En el ojo del huracán

Hace sólo unos meses el régimen de los talibán afganos hizo temblar al mundo dinamitando unos monumentos budistas que eran patrimonio de la humanidad. Ya entonces alertamos desde estas líneas sobre lo terrible de aquel régimen cuya acción más bondadosa había sido esa destrucción cultural y simbólica.

Mucho antes de eso "lo habitual, por infame que sea, no suele ser noticia", los talibán habían construido una fuerte red de terror con la que ataron los pies y las manos de cada uno de los ciudadanos del país que no habían conseguido huir.

Las mujeres fueron degradadas al papel del animal doméstico e, igual que a éstos, se les azota "y hasta se les asesina" cuando no hacen lo que se les exige. Y lo que se les exige es durísimo, criminal. Los niños han quedado sometidos a esa situación y los hombres, los muchos afganos razonables que no comulgan con ese absurdo extremismo, también han sido víctimas de la barbarie.

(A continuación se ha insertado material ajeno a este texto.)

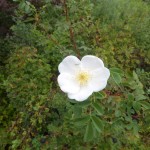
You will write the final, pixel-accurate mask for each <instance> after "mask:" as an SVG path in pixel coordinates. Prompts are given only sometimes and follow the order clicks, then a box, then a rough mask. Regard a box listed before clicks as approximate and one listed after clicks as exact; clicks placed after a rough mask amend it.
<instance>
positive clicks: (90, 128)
mask: <svg viewBox="0 0 150 150" xmlns="http://www.w3.org/2000/svg"><path fill="white" fill-rule="evenodd" d="M93 138H94V131H93V127H92V122H91V121H90V122H89V123H88V125H87V127H86V131H85V134H84V141H85V142H87V141H91V140H92V139H93Z"/></svg>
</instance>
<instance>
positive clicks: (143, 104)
mask: <svg viewBox="0 0 150 150" xmlns="http://www.w3.org/2000/svg"><path fill="white" fill-rule="evenodd" d="M138 103H140V104H141V105H142V106H143V107H144V108H145V109H150V103H148V102H145V101H139V102H138Z"/></svg>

Y todo en nombre de un dios que debe estar alucinando.

Como nosotros, que vemos cómo ahora la palabra-ley de un jerarca religioso anuncia represalias contra cualquiera que ayude a Estados Unidos en su cruzada contra el mal.

La que se nos avecina no será leve, ni breve ni de gusto para nadie. Estamos situados en pleno Mediterráneo, a dos pasos de una Argelia que también tiene lo suyo con el integrismo y en un punto de paso obligado para los barcos aliados "cargados de bombas" que se dirigen a la zona. Nadie sabe qué nos depara el futuro, pero parece claro que la guerra está a las puertas y nadie se preocupa de detenerla. Aunque nos parezca a simple vista que estamos a salvo, quién sabe lo que pueda suceder de ahora en adelante.